Questions and Answers

I've noticed a trend in discussion databases. Someone posts a question. The first few responses are often of the form: you should have asked the question in this other place, you should have searched this database because the answer is here already, or you really should be asking this other question instead.

Most of these responses are from those who know the answer, but instead of just answering, they don't include the answer, in seeming punishment for asking the question. Those who answer with the you should have searched this database response must have actually done the search to be able to say that - yet all too often the link to the answer is not included.

This is creating a culture where it isn't safe to ask questions.... Whatever happened to the "there are no dumb questions" attitude?

6 comments:

Ned Batchelder said...

You shouldn't be asking that question here... :-)

It's a fine line: often, people do ask silly questions that could have been answered with Google, which would reduce the noise in the forum. But on the other hand, people like that will probably not change their ways by people scolding them, so what's the point?

Dan Sickles said...

The cultural roots of this are here:

http://catb.org/~esr/faqs/smart-questions.html#intro

Some communities are more accepting of 'newbie' behavior than others. I've genrally found the Notes folks more tolerant of this than say the python folks, but if you observe the protocol described at the url, they are very helpful.

btw Ned, I like the python folks. I'm one of them.

Dan Sickles said...

To make that a little easier:

How To Ask Questions The Smart Way

Neil Wainwright said...

Long-time forum participants get upset over answering the same questions over and over again, and then they (unfairly but understandably) jump on the newbie who posts a question.

A few things:

1. I believe that just about any question I have has already been asked and answered online.

2. Most people don't know about #1 for their own questions, nor do they necessarily know how to find it.

3. Most of this could be solved by better UIs for the forums in question.

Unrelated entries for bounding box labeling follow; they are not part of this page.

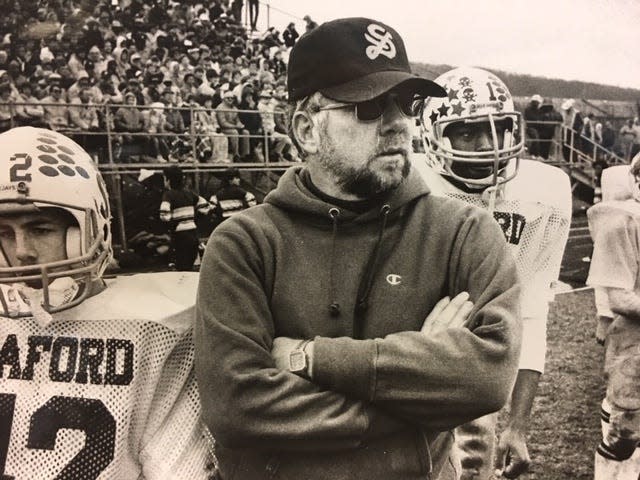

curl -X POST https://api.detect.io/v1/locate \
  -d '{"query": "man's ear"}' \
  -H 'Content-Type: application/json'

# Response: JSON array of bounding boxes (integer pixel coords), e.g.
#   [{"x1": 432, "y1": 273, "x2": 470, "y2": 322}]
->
[{"x1": 291, "y1": 111, "x2": 320, "y2": 154}]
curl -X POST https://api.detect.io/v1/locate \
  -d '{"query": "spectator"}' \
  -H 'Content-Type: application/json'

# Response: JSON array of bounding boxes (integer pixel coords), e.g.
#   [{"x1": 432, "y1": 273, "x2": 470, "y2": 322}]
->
[
  {"x1": 602, "y1": 120, "x2": 616, "y2": 151},
  {"x1": 180, "y1": 72, "x2": 198, "y2": 98},
  {"x1": 538, "y1": 100, "x2": 562, "y2": 160},
  {"x1": 586, "y1": 156, "x2": 640, "y2": 480},
  {"x1": 67, "y1": 72, "x2": 102, "y2": 103},
  {"x1": 16, "y1": 82, "x2": 45, "y2": 127},
  {"x1": 67, "y1": 45, "x2": 87, "y2": 79},
  {"x1": 282, "y1": 22, "x2": 300, "y2": 48},
  {"x1": 216, "y1": 90, "x2": 250, "y2": 162},
  {"x1": 113, "y1": 92, "x2": 149, "y2": 162},
  {"x1": 42, "y1": 84, "x2": 69, "y2": 130},
  {"x1": 593, "y1": 122, "x2": 602, "y2": 145},
  {"x1": 194, "y1": 95, "x2": 229, "y2": 162},
  {"x1": 238, "y1": 88, "x2": 264, "y2": 162},
  {"x1": 162, "y1": 87, "x2": 190, "y2": 160},
  {"x1": 126, "y1": 78, "x2": 147, "y2": 105},
  {"x1": 69, "y1": 86, "x2": 100, "y2": 130},
  {"x1": 524, "y1": 94, "x2": 542, "y2": 157},
  {"x1": 80, "y1": 18, "x2": 104, "y2": 49},
  {"x1": 69, "y1": 87, "x2": 106, "y2": 158},
  {"x1": 231, "y1": 0, "x2": 244, "y2": 23},
  {"x1": 620, "y1": 118, "x2": 637, "y2": 162},
  {"x1": 247, "y1": 0, "x2": 260, "y2": 32},
  {"x1": 87, "y1": 45, "x2": 109, "y2": 77},
  {"x1": 143, "y1": 102, "x2": 170, "y2": 162},
  {"x1": 561, "y1": 99, "x2": 584, "y2": 162},
  {"x1": 0, "y1": 83, "x2": 15, "y2": 132},
  {"x1": 580, "y1": 113, "x2": 596, "y2": 156},
  {"x1": 302, "y1": 15, "x2": 318, "y2": 33},
  {"x1": 631, "y1": 117, "x2": 640, "y2": 158},
  {"x1": 258, "y1": 90, "x2": 290, "y2": 162},
  {"x1": 160, "y1": 165, "x2": 211, "y2": 271}
]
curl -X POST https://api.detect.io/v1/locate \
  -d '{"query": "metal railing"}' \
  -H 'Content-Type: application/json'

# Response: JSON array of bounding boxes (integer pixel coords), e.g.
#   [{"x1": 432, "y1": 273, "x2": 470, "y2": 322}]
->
[
  {"x1": 527, "y1": 121, "x2": 628, "y2": 187},
  {"x1": 0, "y1": 102, "x2": 296, "y2": 250}
]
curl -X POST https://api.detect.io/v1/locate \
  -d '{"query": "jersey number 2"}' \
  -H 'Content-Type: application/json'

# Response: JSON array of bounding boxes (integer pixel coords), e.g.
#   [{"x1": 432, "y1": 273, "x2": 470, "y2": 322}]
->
[{"x1": 0, "y1": 393, "x2": 116, "y2": 480}]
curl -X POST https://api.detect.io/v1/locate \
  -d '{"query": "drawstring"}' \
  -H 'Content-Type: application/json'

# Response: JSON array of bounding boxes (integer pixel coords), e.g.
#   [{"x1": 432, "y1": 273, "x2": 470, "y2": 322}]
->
[
  {"x1": 354, "y1": 203, "x2": 391, "y2": 338},
  {"x1": 329, "y1": 207, "x2": 340, "y2": 317},
  {"x1": 329, "y1": 204, "x2": 391, "y2": 332}
]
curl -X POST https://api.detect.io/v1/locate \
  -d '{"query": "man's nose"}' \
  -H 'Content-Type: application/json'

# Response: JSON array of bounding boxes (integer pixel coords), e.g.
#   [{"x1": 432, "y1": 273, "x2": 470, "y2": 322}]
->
[{"x1": 381, "y1": 95, "x2": 408, "y2": 133}]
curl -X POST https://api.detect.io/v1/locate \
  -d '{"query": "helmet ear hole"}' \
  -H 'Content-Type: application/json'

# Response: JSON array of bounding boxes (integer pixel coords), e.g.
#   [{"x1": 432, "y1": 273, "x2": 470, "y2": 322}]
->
[
  {"x1": 502, "y1": 130, "x2": 514, "y2": 148},
  {"x1": 66, "y1": 226, "x2": 82, "y2": 259}
]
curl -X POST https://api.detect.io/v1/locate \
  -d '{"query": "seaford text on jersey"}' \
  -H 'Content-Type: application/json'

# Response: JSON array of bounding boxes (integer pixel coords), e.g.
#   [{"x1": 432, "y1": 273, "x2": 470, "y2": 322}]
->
[{"x1": 0, "y1": 334, "x2": 134, "y2": 385}]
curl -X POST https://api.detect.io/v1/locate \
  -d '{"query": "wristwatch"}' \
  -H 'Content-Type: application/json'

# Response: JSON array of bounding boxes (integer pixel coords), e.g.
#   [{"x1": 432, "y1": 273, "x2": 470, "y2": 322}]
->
[{"x1": 289, "y1": 340, "x2": 311, "y2": 379}]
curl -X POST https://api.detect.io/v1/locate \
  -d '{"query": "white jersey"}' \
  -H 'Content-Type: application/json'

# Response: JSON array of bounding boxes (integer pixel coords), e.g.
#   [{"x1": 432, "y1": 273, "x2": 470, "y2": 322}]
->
[
  {"x1": 587, "y1": 199, "x2": 640, "y2": 295},
  {"x1": 413, "y1": 156, "x2": 572, "y2": 372},
  {"x1": 0, "y1": 272, "x2": 211, "y2": 480}
]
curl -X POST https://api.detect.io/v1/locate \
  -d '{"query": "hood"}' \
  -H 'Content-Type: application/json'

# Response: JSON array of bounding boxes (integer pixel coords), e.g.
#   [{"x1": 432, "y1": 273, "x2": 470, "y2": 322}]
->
[{"x1": 264, "y1": 166, "x2": 429, "y2": 223}]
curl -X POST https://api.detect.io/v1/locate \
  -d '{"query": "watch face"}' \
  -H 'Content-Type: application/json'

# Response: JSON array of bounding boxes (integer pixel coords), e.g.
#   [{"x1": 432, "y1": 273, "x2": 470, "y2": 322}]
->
[{"x1": 289, "y1": 350, "x2": 307, "y2": 372}]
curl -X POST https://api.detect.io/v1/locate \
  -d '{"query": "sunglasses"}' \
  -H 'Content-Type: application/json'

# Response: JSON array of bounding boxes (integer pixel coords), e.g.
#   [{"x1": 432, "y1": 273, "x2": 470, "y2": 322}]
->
[{"x1": 318, "y1": 92, "x2": 422, "y2": 122}]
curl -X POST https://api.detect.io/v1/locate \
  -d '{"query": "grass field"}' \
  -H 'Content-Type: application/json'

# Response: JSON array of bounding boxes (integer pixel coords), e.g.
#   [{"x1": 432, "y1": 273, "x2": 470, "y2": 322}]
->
[
  {"x1": 520, "y1": 290, "x2": 604, "y2": 480},
  {"x1": 500, "y1": 202, "x2": 604, "y2": 480}
]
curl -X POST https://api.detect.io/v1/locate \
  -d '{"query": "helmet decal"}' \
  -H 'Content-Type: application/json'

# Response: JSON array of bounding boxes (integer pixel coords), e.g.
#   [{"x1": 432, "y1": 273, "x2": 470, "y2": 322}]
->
[
  {"x1": 420, "y1": 67, "x2": 524, "y2": 187},
  {"x1": 0, "y1": 127, "x2": 113, "y2": 314}
]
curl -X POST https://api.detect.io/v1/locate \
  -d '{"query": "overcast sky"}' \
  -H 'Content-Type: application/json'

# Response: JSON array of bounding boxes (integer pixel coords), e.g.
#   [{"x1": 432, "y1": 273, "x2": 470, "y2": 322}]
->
[{"x1": 260, "y1": 0, "x2": 640, "y2": 88}]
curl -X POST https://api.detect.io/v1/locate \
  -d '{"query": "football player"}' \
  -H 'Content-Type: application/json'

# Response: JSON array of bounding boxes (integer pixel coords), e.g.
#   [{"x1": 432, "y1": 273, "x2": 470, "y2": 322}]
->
[
  {"x1": 0, "y1": 127, "x2": 211, "y2": 480},
  {"x1": 414, "y1": 68, "x2": 571, "y2": 479},
  {"x1": 587, "y1": 154, "x2": 640, "y2": 480}
]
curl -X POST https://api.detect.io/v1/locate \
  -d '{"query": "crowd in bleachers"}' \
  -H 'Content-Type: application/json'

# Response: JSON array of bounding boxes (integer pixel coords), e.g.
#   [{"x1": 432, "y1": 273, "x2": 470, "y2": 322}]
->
[{"x1": 0, "y1": 0, "x2": 302, "y2": 162}]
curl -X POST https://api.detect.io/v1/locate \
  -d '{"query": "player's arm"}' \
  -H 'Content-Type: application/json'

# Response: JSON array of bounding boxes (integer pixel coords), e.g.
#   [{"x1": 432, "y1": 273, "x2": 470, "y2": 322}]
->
[{"x1": 496, "y1": 205, "x2": 571, "y2": 478}]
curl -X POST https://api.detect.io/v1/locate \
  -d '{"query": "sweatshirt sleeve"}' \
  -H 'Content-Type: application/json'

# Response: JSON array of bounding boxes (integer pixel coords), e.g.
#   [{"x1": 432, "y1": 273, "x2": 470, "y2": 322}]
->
[
  {"x1": 195, "y1": 215, "x2": 406, "y2": 451},
  {"x1": 313, "y1": 211, "x2": 522, "y2": 430}
]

How about a little Ajax to run specialized forum and Google queries after a user exist the "subject" field and is still typing in the body field? Have the results return in a useful way somewhere in the UI.

I can think of a lot more that could be done on #3. :-)

...Neil

Neil Wainwright said...

Sorry, should have said "exits the subject field".

...Neil

Maureen said...

I guess a lot of it comes down to tone. If the response doesn't sound irritated, then my radar doesn't get triggered. An answer with a tone like "here is the answer, you can find it in this place, too" feels fine. An answer with a tone like "the answer is here, you should have looked for it before daring to ask" includes an implicit putdown.

I'm currently trying very hard to get my kids to be less sarcastic all the time. I think this sarcasm is something they hear way too much all around them - hence my current sensitivity to all this!